She did not answer, and with a rush there came before me the barrier of poverty existing between us. I glanced from my ragged, faded clothing to her immaculate attire, and my heart failed.

“I must be content with hope,” I said at last; “yet I am rich compared with thousands of others; infinitely rich in comparison with what I dreamed myself an hour ago.” I held out my hand. “There will come a day when I shall answer your invitation to the North.”

“You are on your way home?”

“Yes; to take a fresh hold upon life, trusting that sometime in the early future I may feel worthy to come to you.”

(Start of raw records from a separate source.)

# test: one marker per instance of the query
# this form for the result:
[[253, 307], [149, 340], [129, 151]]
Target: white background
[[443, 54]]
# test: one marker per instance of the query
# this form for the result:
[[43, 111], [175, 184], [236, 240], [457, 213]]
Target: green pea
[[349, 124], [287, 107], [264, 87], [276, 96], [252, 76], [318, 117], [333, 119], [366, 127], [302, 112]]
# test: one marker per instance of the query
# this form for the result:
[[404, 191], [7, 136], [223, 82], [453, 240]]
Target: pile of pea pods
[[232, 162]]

“Worthy?” she echoed the word, a touch of scorn in her voice, her eyes dark with feeling. “Worthy? Captain Wayne, I sometimes think you the most unselfish man I ever knew. Must the sacrifices, then, always be made by you? Can you not conceive it possible that I also might like to yield up something? Is it possible you deem me a woman to whom money is a god?”

“No,” I said, my heart bounding to the scarce hidden meaning of her impetuous words, “nor have the sacrifices always been mine: you were once my prisoner.”

She bent down, her very soul in her eyes, and rested one white hand upon my shoulder. For an instant we read each other's heart in silence, then shyly she said, “I am still your prisoner.”